Don't neglect to market your podcast through existing channels. Use free flash players like XSPF or Podcast Pickle's branded widget player to embed your latest or favorite episodes on your website. Consider creating a pamphlet or handout with instructions on how to find and subscribe to the podcast. The University of Chicago Law School is a great example of instructions for listeners.

If your phone system has the ability to play custom hold tracks, consider playing segments of your podcast when constituents call your offices and are put on hold. You can also create sample CDs or USB thumb drives that contain podcast episodes as gifts in goodie bags for special events that your organization holds.

Best Practices and Maintenance

It's a cliché, but planning is the most important thing you can do to ensure your podcast is successful and engaging. It will take time to script, record, and edit the audio, engage with listeners, and collaborate with contributors. I count on it taking about an hour of editing for every 10-15 minutes of audio content.

Queue several episodes in advance and produce at least 3 audio segments before distributing the content publicly on the Internet. This practice will help your voice sound more natural to your first listeners.

Keep the content fresh, but the format consistent. Your subscribers will appreciate familiarity but expect new ideas and information to keep things fresh. Always include contact information and some "station identification", but don't delay getting to the compelling content.

Try to keep your introductions under one minute; include lower priority announcements at the end of the podcast.
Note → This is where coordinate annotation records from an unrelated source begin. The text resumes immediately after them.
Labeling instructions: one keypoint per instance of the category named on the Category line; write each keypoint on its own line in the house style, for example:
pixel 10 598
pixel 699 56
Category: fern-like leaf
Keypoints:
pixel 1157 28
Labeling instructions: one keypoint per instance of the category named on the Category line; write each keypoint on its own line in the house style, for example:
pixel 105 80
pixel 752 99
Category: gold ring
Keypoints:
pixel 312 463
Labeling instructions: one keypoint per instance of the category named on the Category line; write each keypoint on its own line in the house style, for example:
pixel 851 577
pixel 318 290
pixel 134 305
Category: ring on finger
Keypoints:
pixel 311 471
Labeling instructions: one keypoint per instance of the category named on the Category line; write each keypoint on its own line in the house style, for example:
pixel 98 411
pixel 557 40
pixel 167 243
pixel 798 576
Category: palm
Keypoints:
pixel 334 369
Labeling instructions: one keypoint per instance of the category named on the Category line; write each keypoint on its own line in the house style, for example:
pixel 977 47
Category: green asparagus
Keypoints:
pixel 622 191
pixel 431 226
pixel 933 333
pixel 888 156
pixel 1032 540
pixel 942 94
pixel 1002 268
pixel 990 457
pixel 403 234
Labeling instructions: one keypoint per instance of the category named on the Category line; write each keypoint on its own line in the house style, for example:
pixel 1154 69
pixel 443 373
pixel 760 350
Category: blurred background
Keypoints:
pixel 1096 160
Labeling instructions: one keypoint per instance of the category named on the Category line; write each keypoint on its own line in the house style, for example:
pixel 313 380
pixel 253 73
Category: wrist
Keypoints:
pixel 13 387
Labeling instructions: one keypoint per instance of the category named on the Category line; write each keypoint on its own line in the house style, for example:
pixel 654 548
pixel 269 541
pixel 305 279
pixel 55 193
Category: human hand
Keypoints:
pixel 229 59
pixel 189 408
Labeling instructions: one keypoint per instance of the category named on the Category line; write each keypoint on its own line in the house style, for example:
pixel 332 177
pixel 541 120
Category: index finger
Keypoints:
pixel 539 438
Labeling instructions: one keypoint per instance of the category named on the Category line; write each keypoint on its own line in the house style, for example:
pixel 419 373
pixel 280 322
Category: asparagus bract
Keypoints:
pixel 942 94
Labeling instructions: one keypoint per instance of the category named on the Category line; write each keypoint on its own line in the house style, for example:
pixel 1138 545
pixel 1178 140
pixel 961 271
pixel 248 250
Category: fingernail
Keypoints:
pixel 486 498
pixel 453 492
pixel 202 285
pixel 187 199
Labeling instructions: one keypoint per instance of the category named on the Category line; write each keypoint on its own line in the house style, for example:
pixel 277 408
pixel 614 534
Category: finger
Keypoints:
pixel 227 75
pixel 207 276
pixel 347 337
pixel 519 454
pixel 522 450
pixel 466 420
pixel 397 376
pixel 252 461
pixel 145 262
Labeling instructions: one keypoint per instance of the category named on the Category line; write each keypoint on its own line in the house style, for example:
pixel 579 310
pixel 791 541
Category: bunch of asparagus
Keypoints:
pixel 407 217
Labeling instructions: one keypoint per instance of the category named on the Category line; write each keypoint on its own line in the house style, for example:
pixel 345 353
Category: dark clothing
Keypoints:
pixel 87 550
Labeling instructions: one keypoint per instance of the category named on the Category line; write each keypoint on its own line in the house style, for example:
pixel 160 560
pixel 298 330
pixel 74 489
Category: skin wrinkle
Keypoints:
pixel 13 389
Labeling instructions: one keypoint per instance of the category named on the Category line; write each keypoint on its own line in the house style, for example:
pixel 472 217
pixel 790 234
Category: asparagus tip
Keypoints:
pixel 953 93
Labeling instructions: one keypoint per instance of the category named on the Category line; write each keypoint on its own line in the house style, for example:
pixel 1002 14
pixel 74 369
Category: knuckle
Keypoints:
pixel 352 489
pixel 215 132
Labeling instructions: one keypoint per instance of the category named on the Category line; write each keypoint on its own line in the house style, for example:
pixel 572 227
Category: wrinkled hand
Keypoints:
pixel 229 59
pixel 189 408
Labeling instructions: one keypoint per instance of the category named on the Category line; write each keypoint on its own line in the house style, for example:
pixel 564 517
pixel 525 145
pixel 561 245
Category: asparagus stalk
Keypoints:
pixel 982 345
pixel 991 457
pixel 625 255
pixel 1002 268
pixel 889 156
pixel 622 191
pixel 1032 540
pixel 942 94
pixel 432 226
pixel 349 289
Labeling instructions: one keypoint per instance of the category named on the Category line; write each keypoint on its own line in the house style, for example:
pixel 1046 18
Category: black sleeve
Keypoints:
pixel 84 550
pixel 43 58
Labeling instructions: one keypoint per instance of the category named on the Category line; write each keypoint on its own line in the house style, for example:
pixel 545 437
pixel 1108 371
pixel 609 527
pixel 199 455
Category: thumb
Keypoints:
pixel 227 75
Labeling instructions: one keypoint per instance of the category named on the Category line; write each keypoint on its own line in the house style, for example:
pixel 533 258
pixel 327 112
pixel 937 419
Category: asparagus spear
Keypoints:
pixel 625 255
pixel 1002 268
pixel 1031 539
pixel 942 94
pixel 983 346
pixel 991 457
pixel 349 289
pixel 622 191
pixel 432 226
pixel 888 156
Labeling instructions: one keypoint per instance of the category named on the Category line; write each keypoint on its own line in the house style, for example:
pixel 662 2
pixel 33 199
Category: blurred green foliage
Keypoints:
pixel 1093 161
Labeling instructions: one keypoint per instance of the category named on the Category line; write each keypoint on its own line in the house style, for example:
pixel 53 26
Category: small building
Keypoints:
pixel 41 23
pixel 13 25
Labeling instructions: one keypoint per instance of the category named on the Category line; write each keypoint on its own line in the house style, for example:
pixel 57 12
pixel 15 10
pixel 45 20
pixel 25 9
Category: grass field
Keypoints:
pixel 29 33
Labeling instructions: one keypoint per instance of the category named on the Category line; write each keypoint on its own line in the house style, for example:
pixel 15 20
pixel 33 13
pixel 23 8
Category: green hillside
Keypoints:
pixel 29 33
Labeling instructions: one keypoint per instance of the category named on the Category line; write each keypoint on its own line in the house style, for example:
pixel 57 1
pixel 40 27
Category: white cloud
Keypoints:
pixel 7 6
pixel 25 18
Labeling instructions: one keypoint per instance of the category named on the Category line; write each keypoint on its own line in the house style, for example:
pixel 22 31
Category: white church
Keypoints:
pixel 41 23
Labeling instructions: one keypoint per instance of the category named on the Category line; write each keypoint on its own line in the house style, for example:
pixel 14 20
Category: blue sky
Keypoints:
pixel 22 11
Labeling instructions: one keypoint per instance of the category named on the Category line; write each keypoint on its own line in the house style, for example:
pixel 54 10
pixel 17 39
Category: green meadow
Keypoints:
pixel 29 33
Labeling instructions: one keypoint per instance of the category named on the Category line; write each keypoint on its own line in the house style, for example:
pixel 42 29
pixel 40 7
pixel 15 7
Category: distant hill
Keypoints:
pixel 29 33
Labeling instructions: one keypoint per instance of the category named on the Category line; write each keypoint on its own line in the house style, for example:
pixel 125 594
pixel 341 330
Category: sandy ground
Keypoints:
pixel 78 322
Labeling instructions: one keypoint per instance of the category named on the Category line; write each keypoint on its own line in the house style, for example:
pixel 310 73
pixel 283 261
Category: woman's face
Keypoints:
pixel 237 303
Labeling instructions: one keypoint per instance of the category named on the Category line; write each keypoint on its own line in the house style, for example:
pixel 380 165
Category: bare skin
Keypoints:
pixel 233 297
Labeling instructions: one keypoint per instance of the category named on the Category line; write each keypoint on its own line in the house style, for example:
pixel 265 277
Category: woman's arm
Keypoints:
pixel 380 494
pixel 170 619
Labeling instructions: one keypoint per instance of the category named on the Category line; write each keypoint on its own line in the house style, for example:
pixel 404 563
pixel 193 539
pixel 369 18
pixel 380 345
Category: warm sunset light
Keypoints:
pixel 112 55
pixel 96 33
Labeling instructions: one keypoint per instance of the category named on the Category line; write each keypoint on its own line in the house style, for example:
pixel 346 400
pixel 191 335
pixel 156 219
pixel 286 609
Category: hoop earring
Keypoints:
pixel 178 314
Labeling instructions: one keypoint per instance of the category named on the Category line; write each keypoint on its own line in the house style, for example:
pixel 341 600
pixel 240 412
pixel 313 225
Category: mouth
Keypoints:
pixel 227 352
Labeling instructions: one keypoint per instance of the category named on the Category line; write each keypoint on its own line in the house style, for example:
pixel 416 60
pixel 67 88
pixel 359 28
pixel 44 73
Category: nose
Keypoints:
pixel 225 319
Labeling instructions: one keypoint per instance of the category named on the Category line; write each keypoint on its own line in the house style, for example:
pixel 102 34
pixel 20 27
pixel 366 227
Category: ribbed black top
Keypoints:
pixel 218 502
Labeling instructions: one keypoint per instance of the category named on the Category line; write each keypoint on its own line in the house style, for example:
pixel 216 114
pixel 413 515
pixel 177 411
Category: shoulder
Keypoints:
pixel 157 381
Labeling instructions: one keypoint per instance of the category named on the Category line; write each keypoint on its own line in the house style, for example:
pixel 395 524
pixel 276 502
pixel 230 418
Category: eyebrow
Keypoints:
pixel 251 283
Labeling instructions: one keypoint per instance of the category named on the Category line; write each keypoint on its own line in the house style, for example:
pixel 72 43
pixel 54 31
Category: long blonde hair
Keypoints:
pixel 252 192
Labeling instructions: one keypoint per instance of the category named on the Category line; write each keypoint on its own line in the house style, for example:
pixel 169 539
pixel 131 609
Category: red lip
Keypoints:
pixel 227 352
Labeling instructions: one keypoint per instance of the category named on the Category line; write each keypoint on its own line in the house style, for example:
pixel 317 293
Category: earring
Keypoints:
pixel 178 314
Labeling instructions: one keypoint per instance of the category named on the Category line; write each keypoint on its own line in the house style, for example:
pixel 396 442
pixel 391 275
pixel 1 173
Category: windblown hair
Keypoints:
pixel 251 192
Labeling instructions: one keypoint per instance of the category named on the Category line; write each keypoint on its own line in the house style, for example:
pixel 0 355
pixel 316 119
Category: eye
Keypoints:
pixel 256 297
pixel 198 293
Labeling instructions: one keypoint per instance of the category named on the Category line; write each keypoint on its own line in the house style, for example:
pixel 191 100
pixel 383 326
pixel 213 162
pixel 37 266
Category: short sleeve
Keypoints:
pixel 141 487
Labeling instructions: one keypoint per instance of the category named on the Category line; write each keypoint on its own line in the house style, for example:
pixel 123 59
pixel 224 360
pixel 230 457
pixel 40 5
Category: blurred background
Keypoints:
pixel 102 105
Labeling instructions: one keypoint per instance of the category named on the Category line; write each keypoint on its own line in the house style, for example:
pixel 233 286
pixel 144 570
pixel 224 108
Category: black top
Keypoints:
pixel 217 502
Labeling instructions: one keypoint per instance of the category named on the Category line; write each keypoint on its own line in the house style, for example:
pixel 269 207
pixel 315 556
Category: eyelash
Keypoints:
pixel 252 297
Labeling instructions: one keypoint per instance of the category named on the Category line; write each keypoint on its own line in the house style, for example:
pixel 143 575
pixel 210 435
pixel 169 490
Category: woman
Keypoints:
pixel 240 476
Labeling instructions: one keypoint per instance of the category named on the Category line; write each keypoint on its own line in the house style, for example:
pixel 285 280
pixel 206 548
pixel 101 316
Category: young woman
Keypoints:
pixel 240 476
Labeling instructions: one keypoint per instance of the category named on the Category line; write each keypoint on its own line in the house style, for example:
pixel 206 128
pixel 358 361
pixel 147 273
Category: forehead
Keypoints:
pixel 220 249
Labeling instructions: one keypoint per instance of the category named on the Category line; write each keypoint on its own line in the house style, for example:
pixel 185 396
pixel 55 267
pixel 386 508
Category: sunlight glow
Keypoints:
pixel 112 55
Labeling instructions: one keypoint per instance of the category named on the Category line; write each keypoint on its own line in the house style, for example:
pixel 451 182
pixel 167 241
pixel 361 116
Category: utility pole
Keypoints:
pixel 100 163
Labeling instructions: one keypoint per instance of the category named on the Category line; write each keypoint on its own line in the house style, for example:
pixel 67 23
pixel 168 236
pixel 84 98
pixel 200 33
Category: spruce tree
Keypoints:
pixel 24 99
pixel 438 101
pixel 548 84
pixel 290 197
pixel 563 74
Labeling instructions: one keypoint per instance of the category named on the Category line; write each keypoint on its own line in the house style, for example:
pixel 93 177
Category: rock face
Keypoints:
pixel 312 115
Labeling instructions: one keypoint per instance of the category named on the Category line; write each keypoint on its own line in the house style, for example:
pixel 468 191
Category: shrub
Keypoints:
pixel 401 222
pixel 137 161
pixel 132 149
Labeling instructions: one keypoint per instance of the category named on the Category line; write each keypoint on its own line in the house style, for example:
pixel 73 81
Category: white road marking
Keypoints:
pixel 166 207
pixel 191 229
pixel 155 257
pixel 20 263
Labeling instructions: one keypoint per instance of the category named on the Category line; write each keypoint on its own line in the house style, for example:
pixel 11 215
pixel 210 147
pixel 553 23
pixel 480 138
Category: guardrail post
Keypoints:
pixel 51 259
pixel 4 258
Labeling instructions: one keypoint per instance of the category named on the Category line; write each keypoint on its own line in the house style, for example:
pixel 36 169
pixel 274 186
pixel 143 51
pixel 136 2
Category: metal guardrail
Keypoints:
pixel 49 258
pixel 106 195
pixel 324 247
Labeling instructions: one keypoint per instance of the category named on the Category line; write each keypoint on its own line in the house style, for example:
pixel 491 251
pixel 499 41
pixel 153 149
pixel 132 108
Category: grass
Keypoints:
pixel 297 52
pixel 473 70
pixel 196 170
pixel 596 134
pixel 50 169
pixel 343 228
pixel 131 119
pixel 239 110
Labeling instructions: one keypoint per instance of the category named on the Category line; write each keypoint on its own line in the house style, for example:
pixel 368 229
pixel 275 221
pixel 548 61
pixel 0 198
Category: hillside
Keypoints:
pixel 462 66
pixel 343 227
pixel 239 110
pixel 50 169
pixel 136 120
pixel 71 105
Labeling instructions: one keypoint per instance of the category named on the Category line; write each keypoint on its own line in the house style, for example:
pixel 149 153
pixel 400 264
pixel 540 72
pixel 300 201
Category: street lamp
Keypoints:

Don't spend too much time perfecting the audio quality of the podcast, but don't ignore it either. Listeners will forgive some background noise or verbal ticks if the content is compelling. Whenever you're able, edit the audio for brevity. A general convention is that 20 minutes is the ideal length for podcasts, but don't stretch or compress your content to make each episode this length.

Always focus on compelling storytelling first.

Additional Resources

This article certainly doesn't contain the complete instructions needed to create a new podcast, but I hope it provides some helpful resources and ideas to help you get started.

Many of the sites mentioned above have forums and communities that are packed with people who would love to help other podcasters. Also consider checking out a growing library of resources at the We Are Media Podcasting Toolbox.